March Networks shows new video surveillance solutions at ASIS

Dallas, Texas, Oct. 12, 2010 -- On the show floor at ASIS 2010, video surveillance solutions firm March Networks (booth #532) unveiled a number of new products, ranging from a new video management system, a hybrid video recorder, a number of new IP cameras and a solution designed to help secure banks.

Leading the product introduction is the new Command VMS. It's being introduced in two different versions, the basic Command VMS and the Command Enterprise VMS.

According to Net Payne, March Networks' chief marketing officer, Command VMS can be offered as an appliance, or as software only, or software combined with commercial-off-the-shelf (COTS) equipment. One of the chief attributes of Command is that the VMS gives March's existing NVR customers a continuity path; it works with the company's installed base of the 4000 series recorders. With the Command Enterprise, customers gain added scalability, and Payne notes that users with multiple site applications can combine all those systems into a single interface. Ease of use being more important than ever, Command features a web-based GUI designed to simplify set up of the system. The system also supports archiving of video off of the company's cameras that have on-board SD card storage, a feature they're calling Shadow Archiving.

On the camera side, March Networks is building out a very contemporary product offering that includes new domes and PTZs.

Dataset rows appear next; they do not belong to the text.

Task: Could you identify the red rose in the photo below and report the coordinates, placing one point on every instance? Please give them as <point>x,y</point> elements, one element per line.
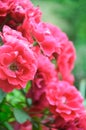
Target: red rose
<point>17,63</point>
<point>65,100</point>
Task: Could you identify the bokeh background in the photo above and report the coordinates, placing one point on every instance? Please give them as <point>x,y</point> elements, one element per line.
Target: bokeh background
<point>70,16</point>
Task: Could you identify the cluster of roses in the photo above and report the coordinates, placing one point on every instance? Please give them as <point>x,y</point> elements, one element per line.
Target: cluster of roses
<point>39,52</point>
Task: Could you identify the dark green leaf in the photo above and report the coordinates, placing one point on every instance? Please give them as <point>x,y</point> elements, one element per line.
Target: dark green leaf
<point>36,126</point>
<point>1,42</point>
<point>8,126</point>
<point>2,95</point>
<point>21,116</point>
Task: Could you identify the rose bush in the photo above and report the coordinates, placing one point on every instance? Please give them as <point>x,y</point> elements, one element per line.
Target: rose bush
<point>37,89</point>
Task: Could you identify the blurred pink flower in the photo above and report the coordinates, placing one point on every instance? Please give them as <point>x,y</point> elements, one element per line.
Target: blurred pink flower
<point>64,100</point>
<point>17,63</point>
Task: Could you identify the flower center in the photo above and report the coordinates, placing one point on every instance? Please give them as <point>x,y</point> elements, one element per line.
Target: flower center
<point>13,67</point>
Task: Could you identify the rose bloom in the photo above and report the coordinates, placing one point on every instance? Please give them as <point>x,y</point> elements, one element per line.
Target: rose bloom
<point>66,62</point>
<point>17,63</point>
<point>32,17</point>
<point>64,100</point>
<point>12,12</point>
<point>45,74</point>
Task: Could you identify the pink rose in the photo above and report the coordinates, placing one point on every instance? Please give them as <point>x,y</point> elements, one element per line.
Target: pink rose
<point>45,74</point>
<point>66,60</point>
<point>64,100</point>
<point>17,64</point>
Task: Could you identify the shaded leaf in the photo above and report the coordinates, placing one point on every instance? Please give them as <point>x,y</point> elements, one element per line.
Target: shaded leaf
<point>21,116</point>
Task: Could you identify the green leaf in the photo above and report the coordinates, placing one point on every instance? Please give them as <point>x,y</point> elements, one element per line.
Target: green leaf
<point>21,116</point>
<point>2,95</point>
<point>8,126</point>
<point>36,126</point>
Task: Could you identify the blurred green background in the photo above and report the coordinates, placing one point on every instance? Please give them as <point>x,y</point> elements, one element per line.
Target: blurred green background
<point>70,16</point>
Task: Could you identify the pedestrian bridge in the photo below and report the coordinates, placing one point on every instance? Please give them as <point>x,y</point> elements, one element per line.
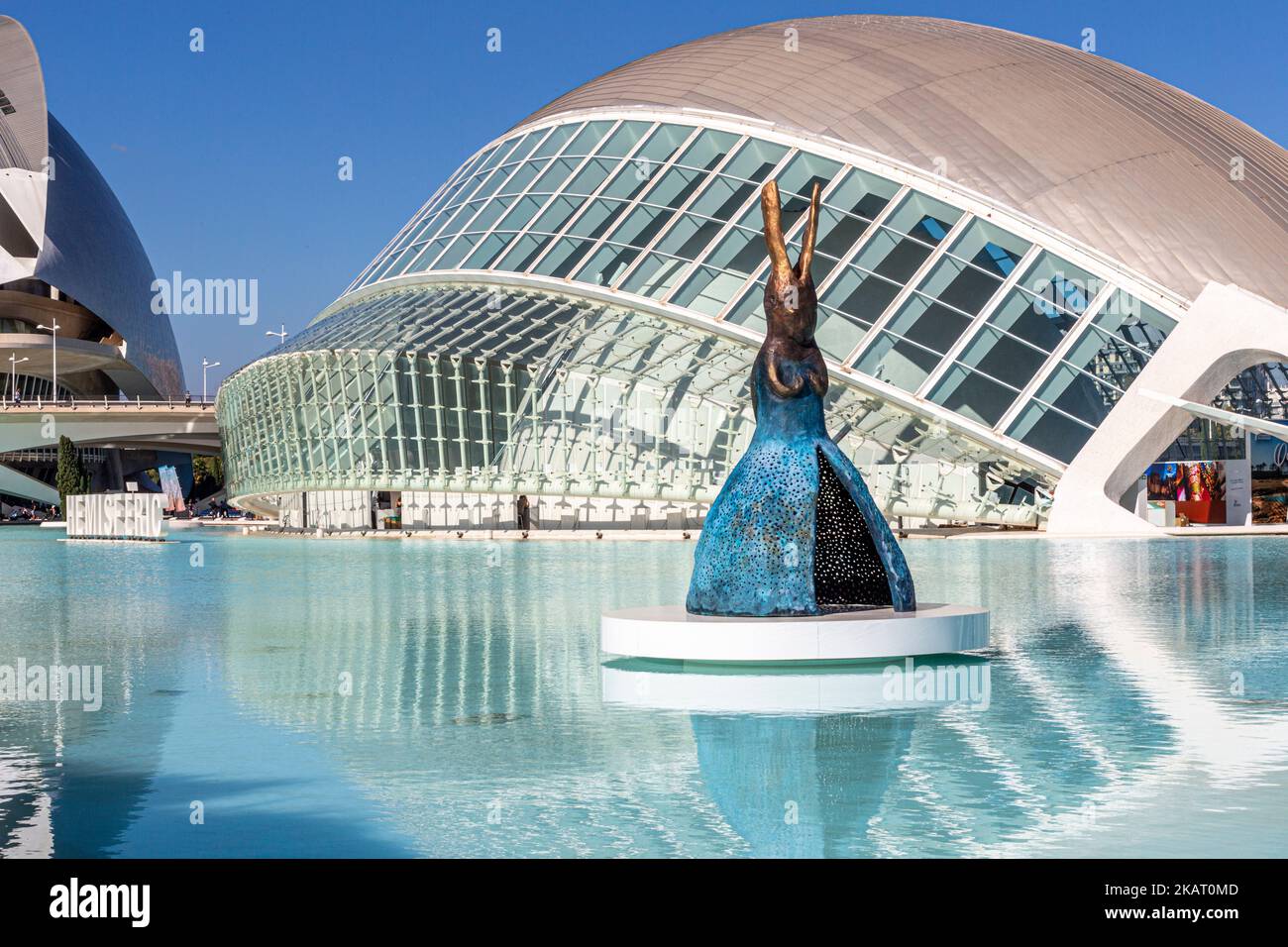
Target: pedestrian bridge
<point>159,425</point>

The CamPX MicroDome, says Payne, is a small-form-factor day/night dome offering wide dynamic range (WDR) and the ability to capture video in color in near-dark environments. The advantage, said Payne, is that users will still get color images in lighting conditions where many cameras would have already switched to the black and white night mode. The camera will still turn to B&W mode, but only for exceptionally dark environments.

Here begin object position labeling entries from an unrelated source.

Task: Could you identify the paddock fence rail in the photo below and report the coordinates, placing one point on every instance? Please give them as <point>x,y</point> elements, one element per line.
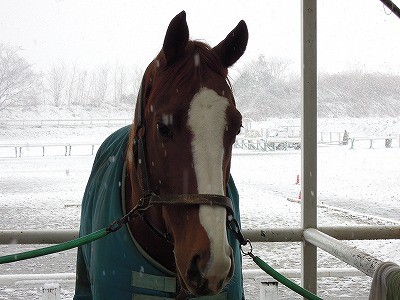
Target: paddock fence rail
<point>37,123</point>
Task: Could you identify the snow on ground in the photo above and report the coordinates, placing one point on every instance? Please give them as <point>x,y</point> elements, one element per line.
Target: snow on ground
<point>35,189</point>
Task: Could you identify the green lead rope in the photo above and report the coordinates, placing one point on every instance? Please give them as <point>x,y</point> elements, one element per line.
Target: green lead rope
<point>282,279</point>
<point>56,248</point>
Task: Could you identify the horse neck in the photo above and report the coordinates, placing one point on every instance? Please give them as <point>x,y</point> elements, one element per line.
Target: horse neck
<point>147,238</point>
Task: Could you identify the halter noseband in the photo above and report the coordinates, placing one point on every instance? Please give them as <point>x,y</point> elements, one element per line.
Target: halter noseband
<point>149,197</point>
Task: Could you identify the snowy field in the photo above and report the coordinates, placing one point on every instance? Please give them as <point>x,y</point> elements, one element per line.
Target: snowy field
<point>34,191</point>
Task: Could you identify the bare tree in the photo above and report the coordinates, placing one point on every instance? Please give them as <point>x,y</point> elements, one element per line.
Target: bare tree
<point>56,81</point>
<point>19,84</point>
<point>72,82</point>
<point>100,86</point>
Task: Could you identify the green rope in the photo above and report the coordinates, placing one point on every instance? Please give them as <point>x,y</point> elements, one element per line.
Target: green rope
<point>393,285</point>
<point>56,248</point>
<point>282,279</point>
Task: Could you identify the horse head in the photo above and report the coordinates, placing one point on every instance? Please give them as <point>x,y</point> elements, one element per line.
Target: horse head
<point>187,116</point>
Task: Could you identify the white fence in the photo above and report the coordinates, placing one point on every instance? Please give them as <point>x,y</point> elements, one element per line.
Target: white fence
<point>63,123</point>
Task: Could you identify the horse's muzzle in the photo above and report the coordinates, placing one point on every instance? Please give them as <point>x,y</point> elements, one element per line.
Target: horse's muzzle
<point>200,283</point>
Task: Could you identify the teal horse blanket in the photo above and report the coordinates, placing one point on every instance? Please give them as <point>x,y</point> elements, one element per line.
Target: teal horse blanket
<point>116,267</point>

Also introduced was the MegaPX WDR MiniDome. It offers 1080p (HD) video and WDR, and it's exceptionally well positioned for environments like a bank, where security managers need to capture great images inside the branch but not be affected by big walls of glass windows where outside light would normally skew the camera's vision.

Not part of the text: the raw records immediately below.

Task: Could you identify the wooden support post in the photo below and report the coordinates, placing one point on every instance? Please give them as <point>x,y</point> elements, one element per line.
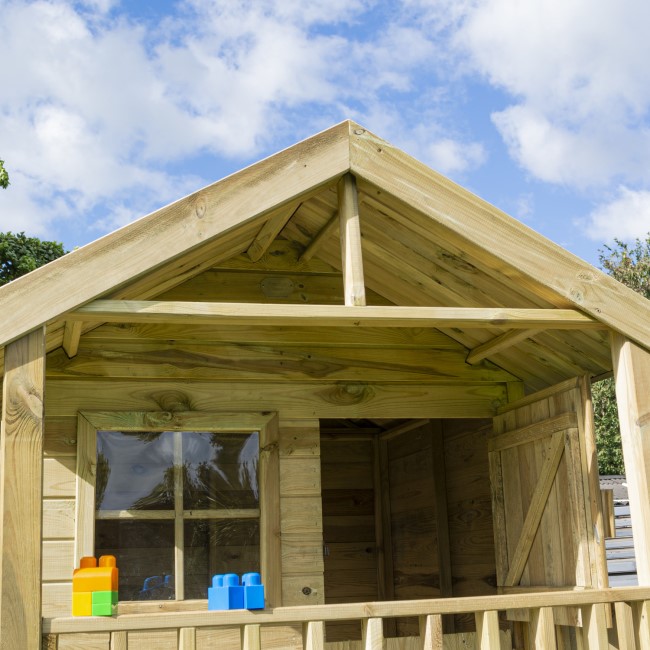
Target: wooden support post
<point>442,517</point>
<point>21,493</point>
<point>270,550</point>
<point>351,259</point>
<point>625,626</point>
<point>594,627</point>
<point>487,630</point>
<point>431,632</point>
<point>372,631</point>
<point>313,635</point>
<point>385,578</point>
<point>542,628</point>
<point>179,524</point>
<point>71,337</point>
<point>119,640</point>
<point>632,376</point>
<point>642,624</point>
<point>250,637</point>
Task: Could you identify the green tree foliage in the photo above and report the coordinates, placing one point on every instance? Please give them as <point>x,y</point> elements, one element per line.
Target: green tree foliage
<point>629,264</point>
<point>20,254</point>
<point>4,176</point>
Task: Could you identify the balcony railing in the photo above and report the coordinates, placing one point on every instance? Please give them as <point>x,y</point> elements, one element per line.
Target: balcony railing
<point>631,623</point>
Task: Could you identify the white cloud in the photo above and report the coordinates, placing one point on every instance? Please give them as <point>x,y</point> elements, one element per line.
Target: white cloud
<point>578,74</point>
<point>626,217</point>
<point>451,156</point>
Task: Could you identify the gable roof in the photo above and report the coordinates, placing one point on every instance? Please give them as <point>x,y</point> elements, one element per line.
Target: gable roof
<point>426,241</point>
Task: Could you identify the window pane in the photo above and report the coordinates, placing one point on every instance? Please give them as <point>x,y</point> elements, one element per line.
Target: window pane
<point>145,556</point>
<point>213,547</point>
<point>220,470</point>
<point>135,471</point>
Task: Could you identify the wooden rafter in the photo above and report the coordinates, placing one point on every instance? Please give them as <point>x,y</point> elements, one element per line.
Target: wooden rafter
<point>173,231</point>
<point>497,344</point>
<point>270,230</point>
<point>351,259</point>
<point>134,311</point>
<point>328,229</point>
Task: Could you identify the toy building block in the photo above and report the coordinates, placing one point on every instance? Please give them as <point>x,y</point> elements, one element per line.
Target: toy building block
<point>226,592</point>
<point>82,603</point>
<point>104,602</point>
<point>253,591</point>
<point>94,587</point>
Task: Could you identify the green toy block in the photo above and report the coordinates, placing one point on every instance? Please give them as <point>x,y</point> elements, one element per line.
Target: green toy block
<point>103,597</point>
<point>104,603</point>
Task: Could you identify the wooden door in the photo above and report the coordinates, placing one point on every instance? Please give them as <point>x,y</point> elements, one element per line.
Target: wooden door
<point>545,496</point>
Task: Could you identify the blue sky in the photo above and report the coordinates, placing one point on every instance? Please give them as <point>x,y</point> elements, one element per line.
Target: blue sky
<point>110,109</point>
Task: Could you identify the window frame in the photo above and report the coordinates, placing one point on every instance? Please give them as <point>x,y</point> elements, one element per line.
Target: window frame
<point>265,423</point>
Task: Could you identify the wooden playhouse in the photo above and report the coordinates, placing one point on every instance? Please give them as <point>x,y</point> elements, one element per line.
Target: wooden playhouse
<point>338,368</point>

Also introduced were the MegaPX NanoDome, which is a very small 1080p HD camera put into a very inconspicuous housing, and the MDome HD PTZ with 10x optical zoom, all built into an indoor/outdoor housing that allows the camera to work in extremely difficult temperature environments. The NanoDome camera has a number of vertical market applications, especially banking (for low-profile cameras in the branches) and transit (for use inside transit vehicles), Payne said. All of the aforementioned cameras, as well as the new generation Command VMS, are ONVIF compliant.

On the recorder side, March Networks has introduced the 7532 hybrid NVR, that Payne said is designed around the needs of larger commercial and enterprise customers. It supports 32 high definition IP cameras and up to 16 analog cameras, and is offered with up to 8TB of internal storage.

Finally, March Networks unveiled its Searchlight Skimming Detection (SD) solution, which is a solution designed to detect ATM skimming, which is a criminal effort to capture banking customers debit and credit card information at the ATMs by sticking on covert cameras (to watch PINs be entered) and surreptitious card devices that capture card information as a user presents their card to the ATM. This skimming detection product is a natural for March Networks, said Payne, because the company has been traditionally very well adopted in the financial/banking industry. This anti-skimming solution is already receiving attention within the industry. ADT Worldwide President Naren Gursahaney said ADT (one of March Networks' largest channel partners) is already looking closely at the solution and had seen it appear in the European market. He said that the solution is likely well-timed, and noted that skimming is a serious security concern for banks around the world. Skimming directly from a bank's ATMs, he said, can undercut the all important trust that banks strive to build with customers, and that makes anti-skimming efforts and new technologies (like this one from March Networks) increasingly important.